Unsurprisingly, the two men didn’t hit it off. The big Boer soldier and the wiry intellectual cockney had only their love of plants to share, and that quickly became more of a battle than a balanced exchange. All the talk of botanical surveys left Tansley feeling penniless and without any other support while Smuts had money and fame as well as a free travel pass on the railways. Another of Tansley’s competitors, William Bateson, was also in attendance talking about his strange idea of a genetic map for all the plant resources available in the Empire. Just to finish off a bad month for Tansley, he failed to become the leader of the first botanical survey of the entire Empire.

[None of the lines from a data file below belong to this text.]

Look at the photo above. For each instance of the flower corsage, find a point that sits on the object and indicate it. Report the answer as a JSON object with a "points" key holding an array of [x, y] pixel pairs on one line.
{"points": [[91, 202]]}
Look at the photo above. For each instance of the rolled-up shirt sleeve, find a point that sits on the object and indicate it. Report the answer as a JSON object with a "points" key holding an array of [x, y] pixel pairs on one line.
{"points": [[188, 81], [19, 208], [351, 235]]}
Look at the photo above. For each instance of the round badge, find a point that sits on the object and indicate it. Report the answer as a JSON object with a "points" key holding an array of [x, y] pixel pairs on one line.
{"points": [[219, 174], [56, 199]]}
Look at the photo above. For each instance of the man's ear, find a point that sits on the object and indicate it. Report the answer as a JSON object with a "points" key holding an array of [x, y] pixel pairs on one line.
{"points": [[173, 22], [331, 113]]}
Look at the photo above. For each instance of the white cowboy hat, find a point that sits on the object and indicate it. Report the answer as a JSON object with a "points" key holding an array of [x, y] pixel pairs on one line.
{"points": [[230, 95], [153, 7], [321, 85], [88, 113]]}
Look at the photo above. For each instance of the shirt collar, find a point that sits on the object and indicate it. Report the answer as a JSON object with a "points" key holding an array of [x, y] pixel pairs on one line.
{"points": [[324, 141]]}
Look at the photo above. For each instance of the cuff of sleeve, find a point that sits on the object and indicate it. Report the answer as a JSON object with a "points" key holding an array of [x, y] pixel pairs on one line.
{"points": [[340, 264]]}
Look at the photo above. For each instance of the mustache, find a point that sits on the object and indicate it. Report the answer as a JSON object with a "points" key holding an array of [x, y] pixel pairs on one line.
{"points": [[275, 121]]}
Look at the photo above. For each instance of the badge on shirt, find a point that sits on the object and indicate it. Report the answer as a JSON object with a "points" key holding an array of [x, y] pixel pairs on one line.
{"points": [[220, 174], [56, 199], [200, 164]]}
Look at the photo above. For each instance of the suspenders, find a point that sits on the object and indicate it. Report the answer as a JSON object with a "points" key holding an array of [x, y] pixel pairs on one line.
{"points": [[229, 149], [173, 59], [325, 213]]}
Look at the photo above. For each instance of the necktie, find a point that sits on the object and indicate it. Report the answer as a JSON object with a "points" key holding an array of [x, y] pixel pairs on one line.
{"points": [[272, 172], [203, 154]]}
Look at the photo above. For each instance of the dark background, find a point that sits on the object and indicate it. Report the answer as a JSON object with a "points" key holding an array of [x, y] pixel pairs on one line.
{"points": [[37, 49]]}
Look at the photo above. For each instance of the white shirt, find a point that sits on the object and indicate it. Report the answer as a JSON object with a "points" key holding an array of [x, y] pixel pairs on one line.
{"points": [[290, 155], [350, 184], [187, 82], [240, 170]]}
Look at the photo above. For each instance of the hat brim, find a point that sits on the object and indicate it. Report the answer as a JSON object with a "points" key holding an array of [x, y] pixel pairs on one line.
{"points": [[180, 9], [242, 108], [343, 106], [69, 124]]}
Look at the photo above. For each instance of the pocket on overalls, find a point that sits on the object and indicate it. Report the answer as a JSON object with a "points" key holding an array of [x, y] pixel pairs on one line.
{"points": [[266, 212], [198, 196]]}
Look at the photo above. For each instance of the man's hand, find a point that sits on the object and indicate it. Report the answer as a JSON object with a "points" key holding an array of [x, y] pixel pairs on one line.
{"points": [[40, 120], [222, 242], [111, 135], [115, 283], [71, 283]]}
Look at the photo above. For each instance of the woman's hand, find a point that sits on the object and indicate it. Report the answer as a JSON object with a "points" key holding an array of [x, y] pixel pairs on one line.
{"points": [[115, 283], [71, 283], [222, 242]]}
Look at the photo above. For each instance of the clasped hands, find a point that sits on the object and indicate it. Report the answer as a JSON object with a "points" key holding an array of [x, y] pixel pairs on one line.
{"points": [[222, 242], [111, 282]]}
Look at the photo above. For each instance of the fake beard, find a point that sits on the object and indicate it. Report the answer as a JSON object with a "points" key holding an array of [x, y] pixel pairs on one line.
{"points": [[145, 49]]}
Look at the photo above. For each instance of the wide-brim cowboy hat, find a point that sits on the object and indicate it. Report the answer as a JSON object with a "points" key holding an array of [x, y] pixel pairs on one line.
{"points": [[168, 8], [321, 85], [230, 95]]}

The meeting had useful seminars on the production of rubber and sugar-cane, how to improve the breeding of apples and coconuts and other crop plants. To help improve expertise and communication it was decided to survey the natural plant and animal resources of every country in the Empire, their ecology and their commercial application. But the meeting didn’t help Tansley to improve this knowledge as he had hoped, while Smuts went away celebrating the lead that South Africa offered with results of their own six years survey of vegetational resources. The meeting had also forced Tansley onto the defensive when it came to decide which country should run the whole project, with South Africa so well ahead in expertise and plans for the future. There was even the slogan ‘holism and evolution’ to promote Smuts’ ecological ambitions, though no-one was aware then what that might involve.

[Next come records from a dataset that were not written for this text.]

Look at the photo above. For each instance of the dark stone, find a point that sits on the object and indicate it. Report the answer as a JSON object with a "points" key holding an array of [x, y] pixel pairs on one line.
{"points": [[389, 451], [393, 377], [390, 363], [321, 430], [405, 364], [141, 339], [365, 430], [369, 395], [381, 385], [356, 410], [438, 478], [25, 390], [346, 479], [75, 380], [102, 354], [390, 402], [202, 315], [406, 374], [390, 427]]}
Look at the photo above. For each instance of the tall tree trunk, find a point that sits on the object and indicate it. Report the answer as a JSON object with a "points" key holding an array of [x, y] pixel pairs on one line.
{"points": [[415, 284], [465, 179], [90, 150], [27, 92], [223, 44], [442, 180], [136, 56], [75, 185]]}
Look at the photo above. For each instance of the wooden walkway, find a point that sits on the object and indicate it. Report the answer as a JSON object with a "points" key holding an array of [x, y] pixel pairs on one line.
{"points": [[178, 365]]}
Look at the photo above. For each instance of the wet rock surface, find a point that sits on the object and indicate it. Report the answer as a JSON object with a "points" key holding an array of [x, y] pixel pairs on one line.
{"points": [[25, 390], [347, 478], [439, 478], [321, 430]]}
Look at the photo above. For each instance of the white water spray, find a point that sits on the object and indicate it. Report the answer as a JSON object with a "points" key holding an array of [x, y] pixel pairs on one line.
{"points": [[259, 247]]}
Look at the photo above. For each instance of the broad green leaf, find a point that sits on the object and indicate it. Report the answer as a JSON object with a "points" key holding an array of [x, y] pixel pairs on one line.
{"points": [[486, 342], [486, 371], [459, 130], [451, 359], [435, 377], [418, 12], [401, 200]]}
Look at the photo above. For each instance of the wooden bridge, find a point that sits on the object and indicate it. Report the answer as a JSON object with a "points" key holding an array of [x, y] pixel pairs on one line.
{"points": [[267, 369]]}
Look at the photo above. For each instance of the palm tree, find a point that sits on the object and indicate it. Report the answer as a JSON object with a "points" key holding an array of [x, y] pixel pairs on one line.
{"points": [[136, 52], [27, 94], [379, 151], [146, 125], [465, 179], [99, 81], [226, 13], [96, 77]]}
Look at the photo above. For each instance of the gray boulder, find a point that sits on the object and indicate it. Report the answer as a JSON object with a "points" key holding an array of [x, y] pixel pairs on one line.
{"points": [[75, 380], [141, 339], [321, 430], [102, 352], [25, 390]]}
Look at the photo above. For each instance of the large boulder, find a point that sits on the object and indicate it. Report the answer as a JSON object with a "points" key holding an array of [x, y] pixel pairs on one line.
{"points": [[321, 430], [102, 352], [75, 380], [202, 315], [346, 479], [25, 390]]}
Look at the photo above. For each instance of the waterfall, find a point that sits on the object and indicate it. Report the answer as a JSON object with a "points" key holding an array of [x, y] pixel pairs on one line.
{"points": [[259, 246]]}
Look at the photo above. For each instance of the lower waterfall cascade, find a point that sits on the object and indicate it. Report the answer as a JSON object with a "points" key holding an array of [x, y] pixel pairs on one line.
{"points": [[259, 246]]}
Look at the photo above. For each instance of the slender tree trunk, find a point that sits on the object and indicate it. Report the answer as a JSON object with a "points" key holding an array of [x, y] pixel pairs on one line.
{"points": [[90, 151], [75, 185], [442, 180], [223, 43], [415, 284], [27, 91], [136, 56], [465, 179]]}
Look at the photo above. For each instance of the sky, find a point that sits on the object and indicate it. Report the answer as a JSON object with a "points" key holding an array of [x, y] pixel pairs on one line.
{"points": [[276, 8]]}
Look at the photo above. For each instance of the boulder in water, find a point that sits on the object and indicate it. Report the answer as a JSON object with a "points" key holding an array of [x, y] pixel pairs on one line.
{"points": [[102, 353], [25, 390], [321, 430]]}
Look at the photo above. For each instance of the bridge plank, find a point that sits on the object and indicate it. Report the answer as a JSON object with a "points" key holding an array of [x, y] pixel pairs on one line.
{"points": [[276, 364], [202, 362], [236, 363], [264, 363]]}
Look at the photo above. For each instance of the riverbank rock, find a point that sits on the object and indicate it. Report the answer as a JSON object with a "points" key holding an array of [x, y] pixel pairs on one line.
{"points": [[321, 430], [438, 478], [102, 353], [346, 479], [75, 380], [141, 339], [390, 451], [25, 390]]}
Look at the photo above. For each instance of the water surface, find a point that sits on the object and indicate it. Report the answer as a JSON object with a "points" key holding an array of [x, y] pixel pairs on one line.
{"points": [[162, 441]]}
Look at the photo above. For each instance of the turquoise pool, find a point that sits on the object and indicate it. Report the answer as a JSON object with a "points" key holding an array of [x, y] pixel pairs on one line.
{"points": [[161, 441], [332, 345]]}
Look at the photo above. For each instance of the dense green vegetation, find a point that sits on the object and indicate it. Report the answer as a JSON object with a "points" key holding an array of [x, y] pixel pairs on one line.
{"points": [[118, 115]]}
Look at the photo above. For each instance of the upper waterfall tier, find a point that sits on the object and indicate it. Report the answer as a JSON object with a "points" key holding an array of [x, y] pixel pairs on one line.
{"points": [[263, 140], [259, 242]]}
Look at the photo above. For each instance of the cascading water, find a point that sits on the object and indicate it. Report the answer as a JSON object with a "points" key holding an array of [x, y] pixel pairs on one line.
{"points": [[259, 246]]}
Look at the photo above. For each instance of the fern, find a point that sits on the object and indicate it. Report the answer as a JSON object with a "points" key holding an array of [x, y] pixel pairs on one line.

Towards the end of the meeting Smuts invited all the participants to attend another conference that he was hosting in Cape Town two years later, the first overseas meeting of the British Association. It stimulated Smuts to write Holism and Evolution giving an overview of global ecology, “a recognition of the fact that all organisms feel the force and moulding effect of their environment as a whole.” He owed a debt to the American poet Walt Whitman for many of his ideas that nature was at harmony: it “is at bottom a friendly universe, in which organised tolerant co-existance is the rule and destructive warfare the exception.” Smuts then suggested that each animal and plant cell served as a balanced entity with their organism, co-operating with and serving the whole system. Smuts sent a copy of his new book to Winston Churchill who “peered with awe” at the philosophy of holism and ironically in return mailed a copy of his own book The World Crisis.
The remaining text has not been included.